In parallel in Europe, the French Pierre Michaux and Louise Guillaume Perraux, did the same by creating a steam-powered bicycles that were used until the end of the century. Its use was limited by the arrival of internal combustion engines, much less expensive and more efficient.
For other historians, however, it would not be until 1885 when the birth of the first motorcycle in history, which would have an internal combustion engine.
The ‘Reitwagen’ (mountable vehicle) was the work of one of Germany’s leading industrial engineers: Gottlieb Daimler, along with fellow Wilhem Maybach, who also developed other self-propellers. It must be said that the prototype only reached 12 km / h, but the creators decided to stop working on the project to devote themselves entirely to the car industry.

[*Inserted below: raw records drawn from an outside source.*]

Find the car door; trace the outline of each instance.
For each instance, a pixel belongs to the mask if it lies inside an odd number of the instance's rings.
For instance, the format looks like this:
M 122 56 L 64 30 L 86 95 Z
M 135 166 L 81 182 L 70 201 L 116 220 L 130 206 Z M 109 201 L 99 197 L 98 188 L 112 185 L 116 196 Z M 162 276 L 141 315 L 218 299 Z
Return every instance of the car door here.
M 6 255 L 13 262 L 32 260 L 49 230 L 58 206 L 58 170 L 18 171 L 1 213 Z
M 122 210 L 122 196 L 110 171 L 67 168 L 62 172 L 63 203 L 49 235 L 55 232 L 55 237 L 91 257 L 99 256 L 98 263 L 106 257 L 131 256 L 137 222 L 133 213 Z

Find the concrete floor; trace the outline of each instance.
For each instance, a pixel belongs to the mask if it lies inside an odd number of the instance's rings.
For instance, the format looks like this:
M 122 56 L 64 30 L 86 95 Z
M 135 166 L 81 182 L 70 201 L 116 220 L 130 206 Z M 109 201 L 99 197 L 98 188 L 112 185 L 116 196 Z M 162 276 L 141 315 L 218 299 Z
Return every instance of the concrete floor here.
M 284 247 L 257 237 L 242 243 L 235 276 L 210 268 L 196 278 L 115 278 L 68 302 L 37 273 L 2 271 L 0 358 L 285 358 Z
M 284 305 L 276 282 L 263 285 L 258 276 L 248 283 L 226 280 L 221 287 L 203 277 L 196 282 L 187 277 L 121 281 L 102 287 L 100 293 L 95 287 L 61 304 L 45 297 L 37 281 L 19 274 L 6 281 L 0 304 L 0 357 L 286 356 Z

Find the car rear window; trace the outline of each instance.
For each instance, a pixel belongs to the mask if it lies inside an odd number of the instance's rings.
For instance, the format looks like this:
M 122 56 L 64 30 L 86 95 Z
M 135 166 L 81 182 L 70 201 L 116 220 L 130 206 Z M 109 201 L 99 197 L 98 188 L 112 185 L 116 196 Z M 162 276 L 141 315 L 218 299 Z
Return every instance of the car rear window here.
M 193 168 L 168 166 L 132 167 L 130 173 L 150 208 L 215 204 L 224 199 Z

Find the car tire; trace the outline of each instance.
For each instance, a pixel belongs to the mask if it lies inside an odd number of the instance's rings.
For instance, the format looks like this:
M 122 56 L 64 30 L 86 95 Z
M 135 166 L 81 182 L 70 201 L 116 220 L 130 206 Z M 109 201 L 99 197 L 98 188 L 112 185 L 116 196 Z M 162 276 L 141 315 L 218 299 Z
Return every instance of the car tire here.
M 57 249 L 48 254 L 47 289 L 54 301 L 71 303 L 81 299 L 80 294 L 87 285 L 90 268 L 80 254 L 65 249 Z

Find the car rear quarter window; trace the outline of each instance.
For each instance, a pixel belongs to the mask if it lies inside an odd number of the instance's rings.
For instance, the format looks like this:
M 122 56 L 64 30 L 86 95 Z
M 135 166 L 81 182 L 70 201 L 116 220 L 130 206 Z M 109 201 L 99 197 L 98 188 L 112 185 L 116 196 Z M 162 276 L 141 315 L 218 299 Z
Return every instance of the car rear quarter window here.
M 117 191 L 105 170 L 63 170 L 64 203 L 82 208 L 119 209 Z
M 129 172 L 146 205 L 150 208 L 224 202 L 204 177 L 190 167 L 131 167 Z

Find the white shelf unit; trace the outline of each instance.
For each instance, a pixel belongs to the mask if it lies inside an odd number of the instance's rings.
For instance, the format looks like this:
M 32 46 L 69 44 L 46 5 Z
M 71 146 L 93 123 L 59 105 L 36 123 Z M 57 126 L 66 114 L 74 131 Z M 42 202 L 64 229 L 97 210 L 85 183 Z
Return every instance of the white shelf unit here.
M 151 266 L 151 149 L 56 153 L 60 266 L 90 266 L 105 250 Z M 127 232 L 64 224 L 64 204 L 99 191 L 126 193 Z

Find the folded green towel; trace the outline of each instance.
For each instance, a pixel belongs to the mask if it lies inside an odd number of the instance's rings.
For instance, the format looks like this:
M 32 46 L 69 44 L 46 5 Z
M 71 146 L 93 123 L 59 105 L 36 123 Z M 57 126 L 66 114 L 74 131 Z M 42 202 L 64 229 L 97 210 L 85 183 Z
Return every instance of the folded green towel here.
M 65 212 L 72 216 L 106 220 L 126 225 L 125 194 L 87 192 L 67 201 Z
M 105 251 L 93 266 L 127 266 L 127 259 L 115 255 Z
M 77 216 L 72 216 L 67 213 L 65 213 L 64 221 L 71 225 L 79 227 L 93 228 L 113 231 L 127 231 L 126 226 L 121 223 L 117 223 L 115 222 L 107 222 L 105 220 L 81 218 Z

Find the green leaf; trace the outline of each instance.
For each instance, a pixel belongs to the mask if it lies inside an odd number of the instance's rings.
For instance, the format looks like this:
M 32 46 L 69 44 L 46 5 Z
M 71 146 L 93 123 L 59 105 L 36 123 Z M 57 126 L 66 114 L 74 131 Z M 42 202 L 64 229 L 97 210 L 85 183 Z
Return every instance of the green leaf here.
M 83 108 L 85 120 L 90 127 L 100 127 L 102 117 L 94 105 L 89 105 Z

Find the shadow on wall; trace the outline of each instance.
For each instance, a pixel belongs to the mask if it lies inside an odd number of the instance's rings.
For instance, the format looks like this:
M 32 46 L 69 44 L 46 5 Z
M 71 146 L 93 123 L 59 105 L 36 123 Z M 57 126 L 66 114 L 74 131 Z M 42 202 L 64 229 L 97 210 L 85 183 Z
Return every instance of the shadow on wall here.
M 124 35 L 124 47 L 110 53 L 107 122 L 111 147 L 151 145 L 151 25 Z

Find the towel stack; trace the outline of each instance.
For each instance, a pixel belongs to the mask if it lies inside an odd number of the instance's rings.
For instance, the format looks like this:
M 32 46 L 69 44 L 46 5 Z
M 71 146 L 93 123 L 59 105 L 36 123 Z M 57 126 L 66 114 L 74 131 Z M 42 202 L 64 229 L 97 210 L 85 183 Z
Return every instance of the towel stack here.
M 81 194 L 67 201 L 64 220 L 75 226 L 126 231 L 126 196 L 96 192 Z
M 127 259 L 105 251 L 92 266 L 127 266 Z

In 1894, the brothers Hilderbrand and Alois Wolfmüller created in Munich the first series production motorcycle in history, managing to attract the attention of the public by presenting the vehicle as a tool to improve mobility and transport.
The machine was somewhat rudimentary, with a two-stroke four-cylinder, which produced 2.5 hp at 240 rpm, and could reach 45 km / h. Its center of gravity was low, since the engine was arranged flat on the bottom and parallel to the ground, while the fuel tank was tilted and had a carburetor on the surface. A breakthrough for the time and a gem for lovers of ‘old bikes’.